Simplifying Property Management: To simplify and automate his RV and boat storage, the investor implemented an advanced software called Easy Storage. The tenants love it because they can accesss their own account, pay automatically and even buy insurance. He has found that managing tenant relations is quite simple and any minor issues have been resolved quickly and efficiently.
Property Management Challenges: One challenge as new management has been raising the rents. The previous owner hadn’t raised them for some time, and they were way below market. When he increased the rents across the board 10%, it didn’t negatively impact the vacancy rate. In fact, because of the high demand for RV and boat storage, he has an extensive waiting list. The investor is also implementing a 5% increase in rent when there is a turnover in a unit to get the rates to market value.
Cashflow: After completing any necessary maintenance and raising the rents, the cashflow increased from $2,300 net to almost $5,000 a month.
Upside Potential
Only five of the nine and half acres are being utilized so there is potential for expansion. The investor had a feasibility study done for his performa. The first part of the feasibility study looked at the facility and portion of that market. The second part examined demand. It then combined the percentage of the market with the demand for spaces giving the number of units for the expansion. The study showed he could immediately put in 105 enclosed pull-through units of various sizes and have them rented before construction was done.

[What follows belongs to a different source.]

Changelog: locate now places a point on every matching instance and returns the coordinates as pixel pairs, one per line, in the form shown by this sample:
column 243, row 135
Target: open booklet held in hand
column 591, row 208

Cost of Additional Spaces: Working with an engineer, the investor intends to add 105 spaces in eight buildings at a cost of $1.7 million. After producing a feasibility study that showed that the expansion can fit the market, the bank that financed the original storage facility loan agreed to finance the entire expansion project.
Additional cashflow from expansion: $283,000 a year.
NOI: $184,000 divide by an 8.5 cap rate
Forced Equity: That expansion will add $2.1 million of forced equity to the deal once expansion is complete.
Although his additional financing for expansion is increasing his mortgage payment, he’s netting $184,000 and the property value has increased by $2.1 million.
Growing a Business: Increasing in Wealth and Cashflow
Commercial real estate investing has the advantage over every other type of investment to build wealth.
- It out performs any retirement investment and provides a better retirement and wealth for future generations.
- It is the most protected tax entity by the federal government.
- As you builds the business, you are employing people to work at your facilities, having a positive impact on the community.